Bochnowski’s current plan is to “utilize the Public Service Loan Forgiveness [(PSLF)]” program in six years. Many graduates and individuals with advanced degrees end up working in advocacy, either for nonprofits or the public sector. Casey Trimm, an Ohio-based professional who works in education advocacy, graduated college with $80,000 in student debt. Trimm said she’s aware of the PSLF program that forgives the remaining balance of student debt for those in public service who have made 120 payments—but she and many others are uncertain about how to access it. The program comes with a number of caveats based on marital status and other factors, and a study from earlier this year found that of the 9 million borrowers eligible for PSLF, just 2% have actually received relief.

“Ten thousand dollars forgiveness would provide some sort of relief temporarily, but the way interest is compounded, it’s not really a long-term solution,” Trimm, who makes in the $50,000 to $60,000 range, told Jezebel. If student loan payments resume, Trimm will return to being out about $1,000 per month—a number that “really bogs me down.” In the coming years, her $80,000 in student debt will to reach six figures thanks to interest. And she’s pessimistic that PSLF will help her. “It’s not that successful of a program for people who work in public service.”

Jazmine Jibawi, who’s working toward a masters in public health at Tulane University, said student debt forgiveness for public health workers is “a public health issue” itself. Some estimates suggest the average income of those who graduate with a master’s in public health stands at about $111,410 per year, but many grads report graduating with tens of thousands in student debt.

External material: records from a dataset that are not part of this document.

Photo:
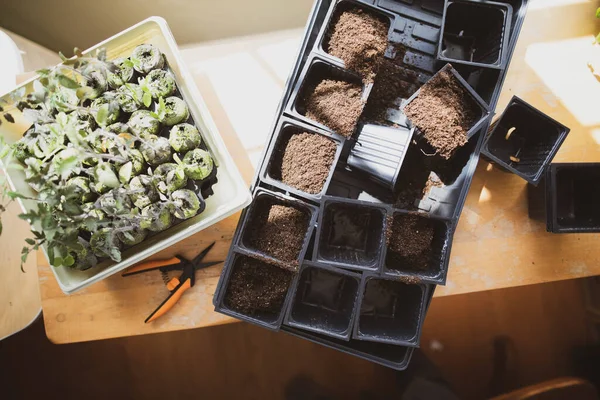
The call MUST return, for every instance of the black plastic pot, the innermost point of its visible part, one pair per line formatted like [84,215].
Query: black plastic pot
[391,311]
[379,152]
[267,198]
[286,128]
[524,140]
[435,271]
[336,8]
[324,300]
[267,319]
[316,70]
[416,26]
[475,33]
[350,234]
[484,114]
[573,197]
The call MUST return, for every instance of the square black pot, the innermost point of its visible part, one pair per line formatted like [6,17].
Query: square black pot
[388,355]
[391,311]
[534,140]
[316,70]
[573,197]
[379,152]
[350,234]
[475,33]
[324,300]
[484,109]
[428,266]
[336,8]
[256,214]
[284,131]
[272,316]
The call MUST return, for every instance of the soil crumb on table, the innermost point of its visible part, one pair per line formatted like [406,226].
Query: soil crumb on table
[391,83]
[304,162]
[359,38]
[279,231]
[410,240]
[336,104]
[256,286]
[443,112]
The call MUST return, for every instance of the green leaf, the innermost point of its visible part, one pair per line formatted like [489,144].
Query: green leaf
[102,115]
[64,166]
[147,99]
[85,92]
[43,72]
[67,82]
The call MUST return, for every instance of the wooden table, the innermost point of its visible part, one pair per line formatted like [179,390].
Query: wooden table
[496,244]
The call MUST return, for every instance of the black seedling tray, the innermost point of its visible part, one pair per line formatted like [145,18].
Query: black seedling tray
[475,33]
[572,197]
[350,234]
[379,152]
[414,34]
[436,271]
[269,320]
[534,140]
[324,300]
[390,311]
[269,198]
[316,70]
[483,107]
[285,129]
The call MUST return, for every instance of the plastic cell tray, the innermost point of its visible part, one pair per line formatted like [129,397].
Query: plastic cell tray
[524,140]
[414,34]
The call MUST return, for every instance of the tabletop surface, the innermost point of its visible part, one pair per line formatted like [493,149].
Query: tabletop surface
[496,244]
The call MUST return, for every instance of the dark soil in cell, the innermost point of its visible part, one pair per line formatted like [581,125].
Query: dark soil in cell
[443,112]
[279,231]
[359,38]
[409,241]
[336,104]
[304,161]
[257,287]
[391,83]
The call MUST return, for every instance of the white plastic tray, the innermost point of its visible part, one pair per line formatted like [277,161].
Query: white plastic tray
[230,193]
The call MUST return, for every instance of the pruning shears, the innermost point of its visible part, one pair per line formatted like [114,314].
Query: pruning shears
[178,285]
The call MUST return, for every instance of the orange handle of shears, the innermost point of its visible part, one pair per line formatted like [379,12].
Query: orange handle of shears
[170,302]
[151,265]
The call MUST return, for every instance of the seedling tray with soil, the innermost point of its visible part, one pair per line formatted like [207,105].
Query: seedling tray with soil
[367,81]
[254,290]
[350,234]
[524,140]
[417,247]
[390,311]
[324,300]
[302,159]
[123,148]
[329,97]
[572,197]
[277,228]
[475,33]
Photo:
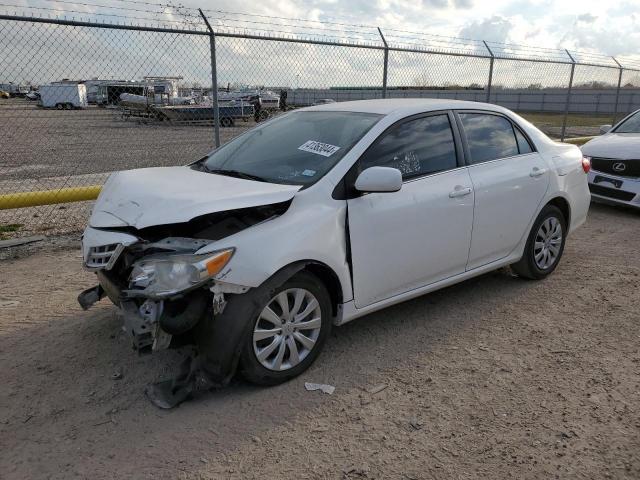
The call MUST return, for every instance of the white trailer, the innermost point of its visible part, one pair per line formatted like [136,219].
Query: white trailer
[63,96]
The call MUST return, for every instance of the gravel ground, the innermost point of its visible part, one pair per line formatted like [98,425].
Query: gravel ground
[495,377]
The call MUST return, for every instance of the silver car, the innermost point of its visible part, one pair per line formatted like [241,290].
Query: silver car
[615,162]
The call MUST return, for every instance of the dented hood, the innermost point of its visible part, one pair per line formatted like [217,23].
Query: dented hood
[159,196]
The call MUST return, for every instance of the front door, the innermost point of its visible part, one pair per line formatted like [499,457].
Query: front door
[421,234]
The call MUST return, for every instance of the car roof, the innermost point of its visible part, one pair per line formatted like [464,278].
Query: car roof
[403,106]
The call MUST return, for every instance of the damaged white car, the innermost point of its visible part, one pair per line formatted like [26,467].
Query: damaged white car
[320,216]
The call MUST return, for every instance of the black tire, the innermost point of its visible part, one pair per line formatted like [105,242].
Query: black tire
[251,368]
[527,267]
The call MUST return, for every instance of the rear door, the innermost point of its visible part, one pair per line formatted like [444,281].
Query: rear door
[421,234]
[509,178]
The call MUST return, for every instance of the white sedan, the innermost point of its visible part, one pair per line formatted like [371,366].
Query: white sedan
[321,216]
[615,161]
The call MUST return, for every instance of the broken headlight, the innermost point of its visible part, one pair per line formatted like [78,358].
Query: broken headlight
[170,274]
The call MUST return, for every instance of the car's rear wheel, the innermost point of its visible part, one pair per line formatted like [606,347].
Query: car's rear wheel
[287,332]
[545,245]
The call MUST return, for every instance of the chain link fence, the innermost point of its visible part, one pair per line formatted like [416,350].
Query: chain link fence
[86,99]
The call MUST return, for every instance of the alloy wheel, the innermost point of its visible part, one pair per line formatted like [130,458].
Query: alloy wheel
[287,329]
[548,241]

“There’s no investment in the public health workforce,” Jibawi told Jezebel. By making an education in public health more accessible and allowing more people to enter the field, student debt forgiveness would result in “benefits that ripple out into the health and the needs of our communities overall.”

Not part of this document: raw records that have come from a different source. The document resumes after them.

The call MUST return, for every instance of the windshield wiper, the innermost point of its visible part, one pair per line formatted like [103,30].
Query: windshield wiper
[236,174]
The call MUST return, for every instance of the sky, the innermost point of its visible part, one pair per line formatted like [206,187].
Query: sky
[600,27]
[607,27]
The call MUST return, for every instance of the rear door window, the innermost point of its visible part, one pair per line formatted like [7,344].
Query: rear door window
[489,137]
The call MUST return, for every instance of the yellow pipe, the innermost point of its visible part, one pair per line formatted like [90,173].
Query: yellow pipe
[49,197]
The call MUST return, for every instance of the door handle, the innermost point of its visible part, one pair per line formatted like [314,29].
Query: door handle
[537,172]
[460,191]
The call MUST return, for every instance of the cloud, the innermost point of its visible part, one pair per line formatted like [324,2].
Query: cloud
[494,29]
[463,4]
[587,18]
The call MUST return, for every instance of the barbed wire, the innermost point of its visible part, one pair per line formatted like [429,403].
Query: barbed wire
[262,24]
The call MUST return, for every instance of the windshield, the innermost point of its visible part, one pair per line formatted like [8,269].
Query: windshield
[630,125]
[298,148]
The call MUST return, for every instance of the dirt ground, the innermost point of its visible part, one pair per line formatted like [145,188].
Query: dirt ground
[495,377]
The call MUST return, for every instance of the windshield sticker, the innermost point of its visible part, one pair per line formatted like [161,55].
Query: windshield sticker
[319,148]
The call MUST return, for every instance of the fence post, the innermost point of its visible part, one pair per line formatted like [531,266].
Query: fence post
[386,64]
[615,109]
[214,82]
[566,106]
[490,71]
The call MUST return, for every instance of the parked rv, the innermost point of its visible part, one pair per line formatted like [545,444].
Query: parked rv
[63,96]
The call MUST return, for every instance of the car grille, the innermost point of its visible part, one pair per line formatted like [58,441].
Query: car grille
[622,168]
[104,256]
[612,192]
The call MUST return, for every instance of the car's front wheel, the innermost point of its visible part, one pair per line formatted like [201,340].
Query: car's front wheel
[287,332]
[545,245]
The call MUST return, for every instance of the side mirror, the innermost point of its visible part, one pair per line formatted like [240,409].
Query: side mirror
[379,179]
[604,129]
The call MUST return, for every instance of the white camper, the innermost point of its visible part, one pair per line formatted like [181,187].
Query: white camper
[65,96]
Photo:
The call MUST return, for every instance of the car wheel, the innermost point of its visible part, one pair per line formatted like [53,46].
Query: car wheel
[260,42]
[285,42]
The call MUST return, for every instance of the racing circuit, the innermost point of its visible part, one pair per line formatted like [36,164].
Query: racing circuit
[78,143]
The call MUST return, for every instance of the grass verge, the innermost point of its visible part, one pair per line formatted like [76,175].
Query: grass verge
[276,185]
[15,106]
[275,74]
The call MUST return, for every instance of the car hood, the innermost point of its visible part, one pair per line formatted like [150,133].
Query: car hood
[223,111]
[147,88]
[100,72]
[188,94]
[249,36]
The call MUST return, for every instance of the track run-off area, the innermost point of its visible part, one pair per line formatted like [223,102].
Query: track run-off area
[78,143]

Jibawi entered the public health field at the beginning of the pandemic; at the time, she worked at a urology lab, but was motivated to study community health and pursue her master’s degree. She says many of her classmates have incurred upwards of $70,000 in student debt in the process. Public health workers have been essential to keeping schools and hospitals running at the height of the pandemic, Jibawi says. As the health system remains perennially strained, student debt is a major determinant in growing the public health workforce.

Means-testing for student debt cancellation can have the effect of reproducing the inequities in generational wealth—which are strongly defined along lines of race—that student debt forgiveness is supposed to alleviate. To be clear: $10,000 in forgiveness for qualifying borrowers is better than nothing. But this policy on its own will fall short of addressing the generational wealth inequality that determines who can and can’t afford college in the first place.